Sindacati del Nuovo Mondo
Lezioni per l'Italia dal tandem (americano) tra Marchionne e operai
Roma. Sergio Marchionne avvolge con l’abbraccio dell’orso (come dicono gli americani) Dennis Williams, presidente della United Auto Workers (Uaw), sigillando così l’accordo preliminare raggiunto sul contratto di lavoro. Che differenza dall’aprile 2009, quando l’allora capo del sindacato dei lavoratori dell’auto, Ron Gettelfinger, rifiutò di stringere la mano al negoziatore della Fiat esclamando: “State distruggendo un secolo di sindacalismo americano”. Invece no, nulla era stato distrutto, nonostante quel che dicono i seguaci di Maurizio Landini e quel che ha scritto buona parte della stampa italiana. Semplicemente, è stato applicato il modello a stelle e strisce, realista (perché si basa sui rapporti di forza tra le parti sociali) e non ideologico (perché non vuole distruggere il sistema capitalistico, ma trarne vantaggio il più possibile); e ha funzionato.

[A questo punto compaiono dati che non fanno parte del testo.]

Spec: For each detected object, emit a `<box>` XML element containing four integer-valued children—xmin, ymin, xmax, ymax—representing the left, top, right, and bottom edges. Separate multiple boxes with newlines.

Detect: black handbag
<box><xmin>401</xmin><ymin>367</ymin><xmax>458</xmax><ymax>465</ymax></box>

Marchionne non si è risparmiato per trattare (a muso duro come suo solito); ha rifiutato di recarsi al Salone dell’auto a Francoforte ed è tornato il manager che si rimbocca le maniche (e non è una metafora) per ingaggiare da pari a pari il braccio di ferro con i sindacalisti: il funzionario del capitale e i funzionari del lavoro a difesa dei propri interessi e a vantaggio di un interesse comune. Questa volta, per la verità, Marchionne aveva una esigenza in più: mostrarsi leale con la Uaw anche per non rovinare i rapporti con Veba, il fondo previdenziale che assicura la copertura sanitaria a operai e impiegati, principale singolo azionista della General Motors (con l’8,7 per cento) e può avere un ruolo chiave se andrà avanti la proposta di fondere Gm e Fca.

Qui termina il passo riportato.